The primary reason the aether drag hypothesis is considered invalid is because of the occurrence of stellar aberration. In stellar aberration the position of a star when viewed with a telescope swings each side of a central position by about 20.5 seconds of arc every six months. This amount of swing is the amount expected when considering the speed of earth's travel in its orbit. In 1871 Airy demonstrated that stellar aberration occurs even when a telesope is filled with water. It seems that if the aether drag hypothesis were true then stellar aberration would not occur because the light would be travelling in the aether which would be moving along with the telescope.

If you visualize a bucket on a train about to enter a tunnel and a drop of water drips from the tunnel entrance into the bucket at the very center, the drop will not hit the center at the bottom of the bucket. The bucket is the tube of a telescope, the drop is a photon and the train is the earth. If aether is dragged then the droplet would be traveling with the train when it is dropped and would hit the center of bucket at the bottom.

However, some modified versions of the hypothesis are still held by some dissidents that argue that aether drag may happen on a global (or larger) scale and the aberration is merely transferred into the entrained "bubble" around the earth which then faithfully carries the modified angle of incidence directly to the observer. This larger entrainment effect was believed by some scientists such as Dayton Miller who continued the search for aether many years after the widespread acceptance of relativity.

The amount of stellar aberration, $α$ , is given by:

$t a n (α) = v δ t / c δ t$

So:

$t a n (α) = v / c$

The speed at which the earth goes round the sun, v = 30 km/s, and the speed of light is c = 299,792,458 m/s which gives $α$ = 20.5 seconds of arc every six months. This amount of aberration is observed and this contradicts the aether drag hypothesis.

In 1818 Fresnel introduced a modification to the aether drag hypothesis that only applies to the interface between media. This was accepted during much of the nineteenth century but has now been replaced by special theory of relativity (see below).

Historical importance

The aether drag hypothesis is historically important because it was one of the reasons why Newton's corpuscular theory of light was replaced by the wave theory and it is used in early explanations of light propagation without relativity theory. It originated as a result of early attempts to measure the speed of light.

In 1810 François Arago realised that variations in the refractive index of a substance predicted by the corpuscular theory would provide a useful method for measuring the velocity of light. These predictions arose because the refractive index of a substance such as glass depends on the ratio of the velocities of light in air and in the glass. Arago attempted to measure the extent to which corpuscles of light would be refracted by a glass prism at the front of a telescope. He expected that there would be a range of different angles of refraction due to the variety of different velocities of the stars and the motion of the earth at different times of the day and year. Contrary to this expectation he found that that there was no difference in refraction between stars, between times of day or between seasons. All Arago observed was ordinary stellar aberration.
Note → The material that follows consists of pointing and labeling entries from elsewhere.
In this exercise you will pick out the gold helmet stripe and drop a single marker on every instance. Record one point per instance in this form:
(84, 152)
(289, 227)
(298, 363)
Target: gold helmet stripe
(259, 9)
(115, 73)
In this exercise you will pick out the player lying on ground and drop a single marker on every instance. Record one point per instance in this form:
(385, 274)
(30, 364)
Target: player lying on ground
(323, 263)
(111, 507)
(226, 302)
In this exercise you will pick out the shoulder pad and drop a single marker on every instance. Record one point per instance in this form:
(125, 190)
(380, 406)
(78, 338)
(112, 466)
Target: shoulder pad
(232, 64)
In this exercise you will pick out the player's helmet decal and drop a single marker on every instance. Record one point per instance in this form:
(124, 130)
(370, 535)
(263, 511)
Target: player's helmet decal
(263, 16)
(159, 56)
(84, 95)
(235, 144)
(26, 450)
In 1818 Augustin Jean Fresnel examined Arago's results using a wave theory of light. He realised that even if light were transmitted as waves the refractive index of the glass-air interface should have varied as the glass moved through the aether to strike the incoming waves at different velocities when the earth rotated and the seasons changed.

Fresnel proposed that the glass prism would carry some of the aether along with it so that "..the aether is in excess inside the prism". He realised that the velocity of propagation of waves depends on the density of the medium so proposed that the velocity of light in the prism would need to be adjusted by an amount of 'drag'.

The velocity of light $v n$ in the glass without any adjustment is given by:

$v n = c / n$

The drag adjustment $v d$ is given by:

$v_d = v (1 - \frac {\rho_e}{\rho_g})$

Where $ρ e$ is the aether density in the environment, $ρ g$ is the aether density in the glass and $v$ is the velocity of the prism with respect to the aether.

The factor $(1 - \frac {\rho_e}{\rho_g})$ can be written as $(1 - \frac{1}{n^2})$ because the refractive index, n, would be dependent on the density of the aether. This is known as the Fresnel drag coefficient.

The velocity of light in the glass is then given by:

$V = \frac {c}{n} + v (1 - \frac{1}{n^2})$

This correction was successful in explaining the null result of Arago's experiment. It introduces the concept of a largely stationary aether that is dragged by substances such as glass but not by air. Its success favoured the wave theory of light over the previous corpuscular theory.

The Fresnel drag coefficient was confirmed by an interferometer experiment performed by Fizeau. Water was passed at high speed along two glass tubes that formed the optical paths of the interferometer and it was found that the fringe shifts were as predicted by the drag coefficient.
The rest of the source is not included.